W sympozjum „Choroby skóry” mamy możliwość zapoznania się z dwoma przeglądowymi artykułami dotyczącymi istotnych problemów dermatologicznych u psów oraz kotów. W artykule D.J. DeBoera przedstawiono jednostki chorobowe mogące być przyczyną jednego z najczęstszych objawów dermatologicznych u kotów – zmian w okolicy głowy i szyi. Krótki opis poszczególnych chorób ma na celu tylko przybliżyć rozległość problemu, chociaż autor w niektórych przypadkach przedstawia swoje postępowanie terapeutyczne.
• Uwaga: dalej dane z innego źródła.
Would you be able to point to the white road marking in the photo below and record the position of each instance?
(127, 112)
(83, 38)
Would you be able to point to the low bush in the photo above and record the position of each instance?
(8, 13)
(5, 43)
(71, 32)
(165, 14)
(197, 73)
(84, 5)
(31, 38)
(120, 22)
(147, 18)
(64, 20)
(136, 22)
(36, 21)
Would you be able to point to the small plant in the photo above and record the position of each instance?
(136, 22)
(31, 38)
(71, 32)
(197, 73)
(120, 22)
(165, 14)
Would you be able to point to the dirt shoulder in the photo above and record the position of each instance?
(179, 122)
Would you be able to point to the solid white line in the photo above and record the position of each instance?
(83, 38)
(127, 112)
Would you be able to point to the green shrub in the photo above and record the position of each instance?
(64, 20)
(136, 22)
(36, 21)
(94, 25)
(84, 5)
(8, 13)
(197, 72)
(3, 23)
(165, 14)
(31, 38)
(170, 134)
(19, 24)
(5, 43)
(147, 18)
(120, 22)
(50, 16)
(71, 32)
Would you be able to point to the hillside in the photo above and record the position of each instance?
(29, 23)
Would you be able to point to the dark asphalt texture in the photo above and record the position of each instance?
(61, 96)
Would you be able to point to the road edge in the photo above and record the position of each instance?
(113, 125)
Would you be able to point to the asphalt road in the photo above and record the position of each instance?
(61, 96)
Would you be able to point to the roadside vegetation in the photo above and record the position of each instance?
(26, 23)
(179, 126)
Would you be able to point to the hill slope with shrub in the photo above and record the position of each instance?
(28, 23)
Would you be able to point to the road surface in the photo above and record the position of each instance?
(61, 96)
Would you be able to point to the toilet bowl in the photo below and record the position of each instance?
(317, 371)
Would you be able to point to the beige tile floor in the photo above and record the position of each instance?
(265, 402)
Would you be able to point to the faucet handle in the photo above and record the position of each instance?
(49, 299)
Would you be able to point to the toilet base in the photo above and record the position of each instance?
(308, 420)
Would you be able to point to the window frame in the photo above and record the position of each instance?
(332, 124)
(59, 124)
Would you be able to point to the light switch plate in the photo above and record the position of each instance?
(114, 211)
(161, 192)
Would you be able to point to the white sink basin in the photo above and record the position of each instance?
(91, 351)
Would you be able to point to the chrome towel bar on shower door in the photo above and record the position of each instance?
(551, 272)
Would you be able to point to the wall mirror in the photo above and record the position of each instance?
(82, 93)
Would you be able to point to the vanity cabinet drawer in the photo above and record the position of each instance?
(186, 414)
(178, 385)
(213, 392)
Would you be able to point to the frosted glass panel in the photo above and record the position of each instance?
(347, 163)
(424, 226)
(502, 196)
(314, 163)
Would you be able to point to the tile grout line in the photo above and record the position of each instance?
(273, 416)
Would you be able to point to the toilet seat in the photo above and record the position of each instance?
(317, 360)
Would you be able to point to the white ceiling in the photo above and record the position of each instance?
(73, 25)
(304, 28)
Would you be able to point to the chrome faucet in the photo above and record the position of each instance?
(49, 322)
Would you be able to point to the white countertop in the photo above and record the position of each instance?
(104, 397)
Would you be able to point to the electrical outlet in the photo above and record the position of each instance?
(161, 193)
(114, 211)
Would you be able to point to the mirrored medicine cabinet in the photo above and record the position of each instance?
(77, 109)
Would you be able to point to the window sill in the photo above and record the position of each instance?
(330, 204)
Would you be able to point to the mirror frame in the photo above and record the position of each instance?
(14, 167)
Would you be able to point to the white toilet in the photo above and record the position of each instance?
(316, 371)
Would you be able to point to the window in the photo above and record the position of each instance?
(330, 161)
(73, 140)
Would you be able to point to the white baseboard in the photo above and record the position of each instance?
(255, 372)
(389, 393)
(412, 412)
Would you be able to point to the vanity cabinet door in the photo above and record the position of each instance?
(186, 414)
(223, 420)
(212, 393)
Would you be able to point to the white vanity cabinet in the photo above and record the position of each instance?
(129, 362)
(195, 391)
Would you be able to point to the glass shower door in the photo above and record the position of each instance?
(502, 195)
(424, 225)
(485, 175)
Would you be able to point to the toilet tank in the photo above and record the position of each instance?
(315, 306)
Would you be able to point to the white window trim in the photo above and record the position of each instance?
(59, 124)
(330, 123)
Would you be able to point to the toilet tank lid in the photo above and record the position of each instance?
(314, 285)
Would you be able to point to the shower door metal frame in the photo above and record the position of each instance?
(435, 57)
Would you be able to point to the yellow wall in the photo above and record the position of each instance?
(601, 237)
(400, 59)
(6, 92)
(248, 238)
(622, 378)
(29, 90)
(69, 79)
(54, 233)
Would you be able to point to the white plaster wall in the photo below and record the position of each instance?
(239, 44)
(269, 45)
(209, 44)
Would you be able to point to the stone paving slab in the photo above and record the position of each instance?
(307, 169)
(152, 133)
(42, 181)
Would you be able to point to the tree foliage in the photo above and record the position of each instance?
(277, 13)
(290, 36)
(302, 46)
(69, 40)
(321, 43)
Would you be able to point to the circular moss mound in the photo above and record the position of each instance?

Koty są gatunkiem przejawiającym objawy dermatologiczne w sposób nieswoisty. Ten sam obraz kliniczny często towarzyszy odmiennym etiologicznie przyczynom. Niedokładne rozpoznanie może być powodem braku efektu lub wręcz pogorszenia przebiegu choroby. Autor wspomina o dermatofitozie przypominającej pęcherzycę. Z własnych obserwacji wiem, że niestety często nierozpoznana dermatofitoza albo niektóre parazytozy są „objawowo” traktowane przeciwświądowo, co przygłusza objawy chorobowe, dając pozornie efekt poprawy. Skutkiem takiego postępowania jest nawrót choroby, często z nasileniem objawów. Warto zwrócić uwagę na wspomniane etapy diagnostyki, w większości opierające się na wykonaniu badania cytologicznego – prostego badania, które pozwala na stwierdzenie bądź wykluczenie powikłań bakteriami albo drożdżakami, stwierdzenie istniejącego nacieku komórek zapalnych czy nawet obecności komórek akantolitycznych (co może sugerować chorobę pęcherzową).
W przypadku zmian w okolicy głowy i szyi w diagnostyce różnicowej zawsze powinniśmy brać pod uwagę dermatofitozę. Lampa Wooda może być pomocna w potwierdzeniu choroby, ale rozstrzygające jest badanie hodowlane (pobranie materiału do posiewu mikologicznego). Czasem rozstrzygające jest dopiero badanie biopsyjne i bardziej zaawansowane, np. immunohistochemiczne lub PCR. Na szczęście są to nieliczne przypadki, chociaż z reguły te najtrudniejsze.
U kotów istnieje dosyć liczna grupa dermatoz idiopatycznych, gdzie nie znamy dokładnej etiologii, mamy natomiast opracowane schematy postępowania terapeutycznego. W przypadku zmian zlokalizowanych na głowie i szyi w artykule wspomniano o trądziku kocim bądź idiopatycznym zapaleniu części twarzowej u kotów perskich. Przypuszcza się, że są one bezpośrednim wynikiem zaburzeń rogowacenia w mieszkach włosowych czy też ujściach gruczołów łojowych, stąd widoczny efekt po zastosowaniu preparatów keratolitycznych. Zmiany takie często są wikłane przez bakterie i drożdżaki, warto więc wykonać badanie cytologiczne (!) i jednocześnie zastosować preparaty zwalczające wtórne zakażenia. W swojej praktyce w przypadkach powikłań bakteryjnych jednocześnie z miejscowo działającymi keratolitykami (nadtlenek benzoilu) często stosuję cefowecynę albo też miejscowo mupirocynę. Zazwyczaj działania takie przynoszą czasowy efekt i należy je okresowo powtarzać.